Depression became my unwanted...... and absolutely HATED companion. I nearly lost, well, everything, including the blood coursing through my system because I felt inserted deeply into a very dark, damp, solo place called a well. Everyone around me became utterly worried. I was not, because I desired an end to it all...... and care was what ultimately helped me emerge after a conversation with God one afternoon on a lonely mountain road. Docs helped me, family and friends helped me, meds for depression and anxiety helped me, and God, yes God, helped me.

Today, I am back in practice again. Three days this past week [shhhhh, don't tell anyone, because they will climb on my back and beat me about doing too much ] I worked 13 hours each day. That house which had been so important to me???? Well, we sold it in three days from the listing, for more than asked, and due to multiple parties having interest..... God again gets credit [because this market was not one given to any home selling]. We have now bought another. We are not wealthy in money any longer, but we are overwhelmingly rich in the spirit and blessings!
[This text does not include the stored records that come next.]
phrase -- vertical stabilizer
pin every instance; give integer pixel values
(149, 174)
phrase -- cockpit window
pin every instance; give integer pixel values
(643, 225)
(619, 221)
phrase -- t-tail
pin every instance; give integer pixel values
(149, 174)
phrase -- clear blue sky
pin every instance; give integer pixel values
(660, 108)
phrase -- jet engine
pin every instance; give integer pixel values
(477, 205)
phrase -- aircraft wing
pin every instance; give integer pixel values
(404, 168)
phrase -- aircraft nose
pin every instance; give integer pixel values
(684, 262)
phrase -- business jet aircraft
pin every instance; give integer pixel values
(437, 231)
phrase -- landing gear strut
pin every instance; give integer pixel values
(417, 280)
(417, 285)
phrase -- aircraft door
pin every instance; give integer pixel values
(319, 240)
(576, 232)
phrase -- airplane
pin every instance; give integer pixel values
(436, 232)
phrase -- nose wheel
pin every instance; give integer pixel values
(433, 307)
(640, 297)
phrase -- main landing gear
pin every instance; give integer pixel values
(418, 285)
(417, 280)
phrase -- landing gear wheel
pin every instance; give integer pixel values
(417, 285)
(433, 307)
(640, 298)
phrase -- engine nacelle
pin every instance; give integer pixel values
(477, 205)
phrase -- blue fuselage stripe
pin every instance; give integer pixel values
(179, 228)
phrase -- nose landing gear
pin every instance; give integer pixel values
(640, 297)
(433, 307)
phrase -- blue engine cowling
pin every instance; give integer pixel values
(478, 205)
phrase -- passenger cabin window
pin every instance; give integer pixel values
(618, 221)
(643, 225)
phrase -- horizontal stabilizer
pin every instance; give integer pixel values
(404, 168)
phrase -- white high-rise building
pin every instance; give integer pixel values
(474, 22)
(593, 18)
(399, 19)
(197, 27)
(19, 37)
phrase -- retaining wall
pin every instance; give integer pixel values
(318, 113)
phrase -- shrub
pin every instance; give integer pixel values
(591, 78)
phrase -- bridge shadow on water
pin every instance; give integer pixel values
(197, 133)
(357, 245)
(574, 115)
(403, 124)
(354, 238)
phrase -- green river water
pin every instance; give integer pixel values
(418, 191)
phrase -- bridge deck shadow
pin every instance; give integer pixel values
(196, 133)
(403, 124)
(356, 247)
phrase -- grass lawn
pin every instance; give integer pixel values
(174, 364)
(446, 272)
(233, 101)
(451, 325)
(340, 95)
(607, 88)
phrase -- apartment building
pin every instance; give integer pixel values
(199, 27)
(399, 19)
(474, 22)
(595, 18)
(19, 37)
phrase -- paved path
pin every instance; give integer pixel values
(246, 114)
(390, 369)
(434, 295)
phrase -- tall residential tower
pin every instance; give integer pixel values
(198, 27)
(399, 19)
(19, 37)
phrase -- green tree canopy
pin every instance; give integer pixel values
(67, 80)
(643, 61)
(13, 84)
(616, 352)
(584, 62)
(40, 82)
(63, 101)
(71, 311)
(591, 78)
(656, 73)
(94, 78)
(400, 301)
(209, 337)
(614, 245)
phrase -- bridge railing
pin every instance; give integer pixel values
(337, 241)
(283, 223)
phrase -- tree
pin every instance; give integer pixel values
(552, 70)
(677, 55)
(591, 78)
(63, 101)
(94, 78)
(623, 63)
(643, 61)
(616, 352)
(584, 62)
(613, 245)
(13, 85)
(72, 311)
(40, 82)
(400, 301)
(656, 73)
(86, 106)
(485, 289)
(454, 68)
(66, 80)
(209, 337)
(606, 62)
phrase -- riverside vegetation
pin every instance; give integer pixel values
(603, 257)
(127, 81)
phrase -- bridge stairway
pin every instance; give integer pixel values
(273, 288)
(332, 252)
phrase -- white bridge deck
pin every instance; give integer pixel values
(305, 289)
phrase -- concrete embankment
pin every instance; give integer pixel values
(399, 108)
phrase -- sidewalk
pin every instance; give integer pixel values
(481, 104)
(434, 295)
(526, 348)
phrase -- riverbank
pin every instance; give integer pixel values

For you, I pray all will be well, that the issues affecting your body functions will be regulated somehow, and that depression will be lifted from your spirit. You are a precious blessing to your family, and your wife and children can attest. Just look deeply into their eyes and you will know precisely whereof I speak. We will be here to help the best we can. You must make the very difficult steps of gaining control over the deceiver who would hold you fast in the clutches of depression down that dank and dreary well of isolation. BE among people, reach out and help others.... may sound pat and cliche' but I KNOW doing so helped me re-emerge from the slippery path to oblivion.